Si l’auteure a repris le plan en quatre parties avec quelques aménagements, elle a choisi, dans l’intitulé de celles-ci, un titre percutant pour appâter le lecteur. C’est ainsi que « Vaud émerge des glaces », « Vaud esquisse son identité », « Vaud obéit à Berne » et « Vaud empoigne son destin » remplacent «De la fonte des glaces à l’occupation barbare », « Des évêques de Lausanne aux ducs de Savoie », « De Leurs Excellences de Berne aux révolutionnaires » et « De l’amour des lois à la dernière Constitution ». Les sous-titres sont brefs, parfois accrocheurs (« Urbanisation au pas de charge », pour l’époque romaine, ou « Davel, lanceur d’alerte »). Le style est vif et clair, les phrases courtes, voire sans verbe, et Corinne Chuard ne craint pas de recourir aux points d’interrogation, d’exclamation ou de suspension qui, en général, n’ont pas les faveurs des historiens. Certains passages sont quasiment des tours de force dans la concision, comme le résumé du rôle des guerres de Bourgogne pour le Pays de Vaud en quatorze lignes ou celui de la guerre du Sonderbund en neuf.

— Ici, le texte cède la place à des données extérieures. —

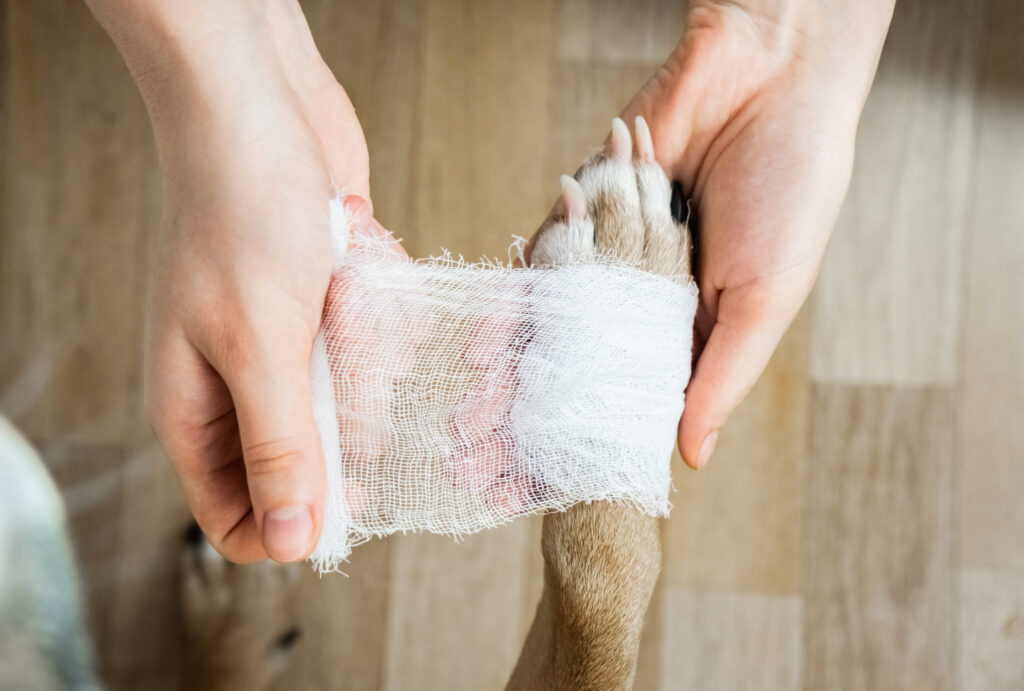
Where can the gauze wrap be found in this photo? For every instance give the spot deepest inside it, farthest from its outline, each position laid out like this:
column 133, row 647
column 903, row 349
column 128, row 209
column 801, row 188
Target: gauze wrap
column 454, row 397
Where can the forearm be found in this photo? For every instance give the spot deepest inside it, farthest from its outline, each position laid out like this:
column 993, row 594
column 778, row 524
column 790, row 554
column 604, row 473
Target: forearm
column 196, row 58
column 837, row 40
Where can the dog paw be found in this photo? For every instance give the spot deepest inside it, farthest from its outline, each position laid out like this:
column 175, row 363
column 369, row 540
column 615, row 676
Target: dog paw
column 620, row 203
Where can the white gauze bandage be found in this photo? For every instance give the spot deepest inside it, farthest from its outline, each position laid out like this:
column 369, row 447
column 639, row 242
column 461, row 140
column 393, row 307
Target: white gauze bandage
column 453, row 397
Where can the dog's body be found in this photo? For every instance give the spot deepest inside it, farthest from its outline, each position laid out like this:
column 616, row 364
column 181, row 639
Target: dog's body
column 43, row 645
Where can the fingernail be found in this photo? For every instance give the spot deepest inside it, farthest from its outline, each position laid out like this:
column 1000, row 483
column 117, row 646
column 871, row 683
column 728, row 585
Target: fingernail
column 707, row 448
column 287, row 532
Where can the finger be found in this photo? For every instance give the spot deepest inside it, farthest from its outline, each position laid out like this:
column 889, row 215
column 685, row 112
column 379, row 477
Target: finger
column 281, row 445
column 192, row 413
column 733, row 357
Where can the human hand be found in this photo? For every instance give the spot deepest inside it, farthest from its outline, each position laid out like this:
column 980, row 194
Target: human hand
column 254, row 134
column 756, row 115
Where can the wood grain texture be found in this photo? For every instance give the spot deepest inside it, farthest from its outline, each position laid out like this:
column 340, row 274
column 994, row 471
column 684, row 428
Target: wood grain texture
column 887, row 305
column 991, row 632
column 879, row 588
column 737, row 523
column 455, row 614
column 723, row 641
column 991, row 466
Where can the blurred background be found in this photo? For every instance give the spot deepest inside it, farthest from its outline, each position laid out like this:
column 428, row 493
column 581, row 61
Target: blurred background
column 862, row 523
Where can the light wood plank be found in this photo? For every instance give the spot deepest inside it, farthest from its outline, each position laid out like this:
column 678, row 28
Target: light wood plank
column 887, row 305
column 991, row 468
column 607, row 32
column 737, row 523
column 991, row 632
column 480, row 134
column 879, row 608
column 455, row 609
column 723, row 641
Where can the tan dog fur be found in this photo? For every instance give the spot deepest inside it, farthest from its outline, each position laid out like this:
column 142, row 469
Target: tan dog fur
column 601, row 559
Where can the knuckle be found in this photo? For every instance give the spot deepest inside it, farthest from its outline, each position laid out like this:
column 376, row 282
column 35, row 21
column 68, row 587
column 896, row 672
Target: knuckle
column 272, row 458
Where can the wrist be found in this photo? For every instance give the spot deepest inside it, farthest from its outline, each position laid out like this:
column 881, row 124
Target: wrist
column 198, row 63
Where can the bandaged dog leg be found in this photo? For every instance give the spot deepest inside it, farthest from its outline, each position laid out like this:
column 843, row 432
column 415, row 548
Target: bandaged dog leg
column 453, row 397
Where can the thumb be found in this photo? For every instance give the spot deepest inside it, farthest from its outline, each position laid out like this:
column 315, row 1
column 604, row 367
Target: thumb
column 284, row 460
column 733, row 357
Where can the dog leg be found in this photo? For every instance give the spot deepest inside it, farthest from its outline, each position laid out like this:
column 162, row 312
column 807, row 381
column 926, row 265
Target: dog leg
column 601, row 559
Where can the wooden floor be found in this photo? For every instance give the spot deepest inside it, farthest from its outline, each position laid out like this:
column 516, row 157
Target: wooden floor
column 862, row 524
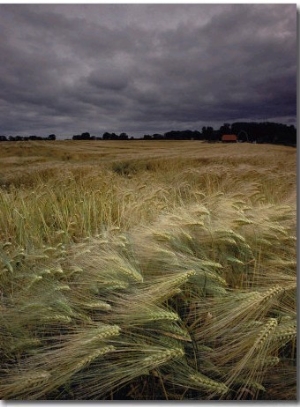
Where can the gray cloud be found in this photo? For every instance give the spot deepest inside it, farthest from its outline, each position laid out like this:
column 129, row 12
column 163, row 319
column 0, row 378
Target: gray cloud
column 145, row 68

Ce petit volume profite des recherches les plus récentes tant en archéologie qu’en histoire, des nouvelles questions que se posent les spécialistes, des perspectives innovatrices qu’ils abordent. Mais il n’écarte pas les personnages de notre Panthéon ; Berthe et sa fille Adélaïde, Pierre II de Savoie, Othon III de Grandson, le major Davel, Frédéric-César de La Harpe, Henri Monod, Henri Druey, Alexandre Vinet, le général Guisan, C.-F. Ramuz ont plus que la simple mention de leur nom et de leur rôle, utilisée pour les autres individus cités. Comme dans Histoire vaudoise, le survol met l’accent sur les XIXe et XXe siècles qui occupent plus du tiers de l’ouvrage. C’était bien sûr nécessaire, mais aller à l’essentiel est plus difficile que pour les périodes antérieures. La documentation est surabondante et on manque du recul indispensable, ce qui est surtout visible dans les dernières décennies du siècle. La postface de Justin Favrod met le doigt sur le problème.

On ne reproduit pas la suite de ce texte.